Begin cooling a commercial coffee grinder by grinding approximately 30 to 50 grams of dry ice twice, for 30 seconds each time. Discard the dry ice powder and mix three grams of frozen yeast cell spaghetti with approximately 30 to 50 grams of dry ice in the pre-cooled coffee grinder. Seal the junction between the cap and the grinder with Parafilm.
Mix the yeast cell dry ice mix 10 times, for 30 seconds each, allowing 30-second intervals between every round. Transfer the resulting yeast cell dry ice powder to a plastic beaker, using a clean and dry spatula. After dry ice evaporation, add 2.25 milliliters of magnetic bead, or MB buffer, with protease and phosphatase inhibitors, to the yeast cell powder.
After vigorously pipetting the cell buffer mixture, transfer the cell suspension to a 15-milliliter conical tube. Next, store 0.1%samples from the crude cell extracts for DNA, and 0.05%samples for protein analysis, at minus-20 degrees Celsius. Transfer the remaining cell suspension into low-binding two-milliliter reaction tubes, and separate cell debris by centrifuging the tubes.

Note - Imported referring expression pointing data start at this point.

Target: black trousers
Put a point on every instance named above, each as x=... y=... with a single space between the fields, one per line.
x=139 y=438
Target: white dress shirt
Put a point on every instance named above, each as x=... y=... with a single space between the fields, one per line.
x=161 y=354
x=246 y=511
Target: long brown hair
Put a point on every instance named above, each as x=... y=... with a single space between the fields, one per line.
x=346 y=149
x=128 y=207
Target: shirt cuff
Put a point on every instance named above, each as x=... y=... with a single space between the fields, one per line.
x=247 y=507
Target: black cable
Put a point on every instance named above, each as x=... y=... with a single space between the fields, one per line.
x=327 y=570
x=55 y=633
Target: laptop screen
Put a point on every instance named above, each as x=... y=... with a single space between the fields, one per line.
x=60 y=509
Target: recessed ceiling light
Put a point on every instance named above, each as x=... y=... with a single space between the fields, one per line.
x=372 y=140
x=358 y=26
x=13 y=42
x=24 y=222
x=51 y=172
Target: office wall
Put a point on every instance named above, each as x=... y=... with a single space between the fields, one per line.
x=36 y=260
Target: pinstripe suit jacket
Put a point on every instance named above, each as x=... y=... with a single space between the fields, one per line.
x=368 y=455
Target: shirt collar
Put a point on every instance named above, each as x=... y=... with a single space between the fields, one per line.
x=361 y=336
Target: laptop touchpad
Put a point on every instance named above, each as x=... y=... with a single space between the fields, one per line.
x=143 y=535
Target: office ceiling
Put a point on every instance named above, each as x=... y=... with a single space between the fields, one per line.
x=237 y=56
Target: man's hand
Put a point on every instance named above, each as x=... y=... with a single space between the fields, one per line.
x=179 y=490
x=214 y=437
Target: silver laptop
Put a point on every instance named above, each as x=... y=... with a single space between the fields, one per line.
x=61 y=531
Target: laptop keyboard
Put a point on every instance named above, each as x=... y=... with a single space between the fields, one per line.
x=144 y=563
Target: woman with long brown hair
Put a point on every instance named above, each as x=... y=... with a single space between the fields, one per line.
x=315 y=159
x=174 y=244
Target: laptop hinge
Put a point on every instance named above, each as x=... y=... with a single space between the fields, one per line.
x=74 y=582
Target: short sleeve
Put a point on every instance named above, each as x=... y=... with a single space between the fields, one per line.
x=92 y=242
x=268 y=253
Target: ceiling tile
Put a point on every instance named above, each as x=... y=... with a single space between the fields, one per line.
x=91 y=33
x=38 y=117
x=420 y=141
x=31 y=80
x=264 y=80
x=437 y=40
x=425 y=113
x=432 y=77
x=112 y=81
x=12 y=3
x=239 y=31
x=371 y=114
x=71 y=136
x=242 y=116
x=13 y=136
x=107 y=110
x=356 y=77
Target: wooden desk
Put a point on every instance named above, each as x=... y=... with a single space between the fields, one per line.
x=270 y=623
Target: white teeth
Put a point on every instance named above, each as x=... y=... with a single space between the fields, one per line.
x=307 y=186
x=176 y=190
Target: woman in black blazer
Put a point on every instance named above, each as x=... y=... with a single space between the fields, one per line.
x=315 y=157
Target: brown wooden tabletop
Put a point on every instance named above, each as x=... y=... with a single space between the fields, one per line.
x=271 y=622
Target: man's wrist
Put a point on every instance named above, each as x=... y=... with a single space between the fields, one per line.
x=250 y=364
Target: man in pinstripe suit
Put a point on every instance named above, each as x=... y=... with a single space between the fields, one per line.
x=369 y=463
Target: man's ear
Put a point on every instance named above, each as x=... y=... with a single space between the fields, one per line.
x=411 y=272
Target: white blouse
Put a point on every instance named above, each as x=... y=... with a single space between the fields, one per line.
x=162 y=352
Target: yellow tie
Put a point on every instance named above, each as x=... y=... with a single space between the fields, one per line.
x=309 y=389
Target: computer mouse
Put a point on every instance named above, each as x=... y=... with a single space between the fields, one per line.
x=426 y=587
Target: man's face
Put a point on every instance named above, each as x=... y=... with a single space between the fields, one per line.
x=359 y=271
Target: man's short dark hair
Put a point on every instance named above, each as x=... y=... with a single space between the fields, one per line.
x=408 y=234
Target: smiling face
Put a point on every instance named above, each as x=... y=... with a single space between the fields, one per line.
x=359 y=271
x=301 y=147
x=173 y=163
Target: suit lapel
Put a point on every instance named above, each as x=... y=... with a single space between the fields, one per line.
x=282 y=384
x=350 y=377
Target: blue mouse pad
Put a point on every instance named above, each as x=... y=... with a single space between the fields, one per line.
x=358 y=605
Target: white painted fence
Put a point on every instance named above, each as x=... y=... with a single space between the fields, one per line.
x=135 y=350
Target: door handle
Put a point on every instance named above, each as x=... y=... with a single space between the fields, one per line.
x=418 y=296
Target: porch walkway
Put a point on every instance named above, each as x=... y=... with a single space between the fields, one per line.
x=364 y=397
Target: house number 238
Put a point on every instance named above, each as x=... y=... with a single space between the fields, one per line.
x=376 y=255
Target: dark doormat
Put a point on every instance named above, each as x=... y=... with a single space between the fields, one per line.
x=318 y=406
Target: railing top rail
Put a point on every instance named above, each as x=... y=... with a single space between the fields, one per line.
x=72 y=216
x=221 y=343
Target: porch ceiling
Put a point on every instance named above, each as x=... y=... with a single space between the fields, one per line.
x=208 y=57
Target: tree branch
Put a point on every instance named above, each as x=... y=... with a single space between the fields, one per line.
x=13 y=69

Once done, pull all supernatants into one 15-milliliter conical tube. Again, store 0.1%of the supernatant at minus-20 degrees Celsius for DNA, and 0.05%of the supernatant for protein analysis. Next, wash 500 microliters of immunoglobulin G-coupled magnetic bead slurry with 500 microliters of cold MB buffer, containing protease and phosphatase inhibitors, two times, for five minutes each, at four degrees Celsius, on rotation at 20 RPM.
Incubate the magnetic beads in 500 microliters of cold MB buffer for one hour at four degrees Celsius, on rotation at 20 RPM, before removing the supernatant from the beads using a magnetic rack. Mix the equilibrated magnetic bead slurry with the cell lysate obtained earlier and pulled into a 15-milliliter conical tube. After incubating for two hours at four degrees Celsius and 20 RPM, transfer the complete magnetic bead cell lysate suspension to low-binding reaction tubes.
Separate the magnetic beads carrying the chromatin rings of interest from the cell lysate, using a magnetic rack. Transfer the remaining flow-through from each tube to a fresh 15-milliliter conical tube, before storing some samples at minus-20 degrees Celsius for DNA and protein analysis. Next, suspend the magnetic bead from each 15-milliliter conical tube in 300 microliters of cold MB buffer, and combine the beads into one reaction tube.
Perform five washes of 10 minutes each, using 750 microliters of cold MB buffer, containing protease and phosphatase inhibitors, at four degrees Celsius, while rotating at 20 RPM. Next, conduct the final wash with 750 microliters of cold MB buffer without protease and phosphatase inhibitors. Suspend the prepared beads in 40 microliters of cold MB buffer without protease and phosphatase inhibitors.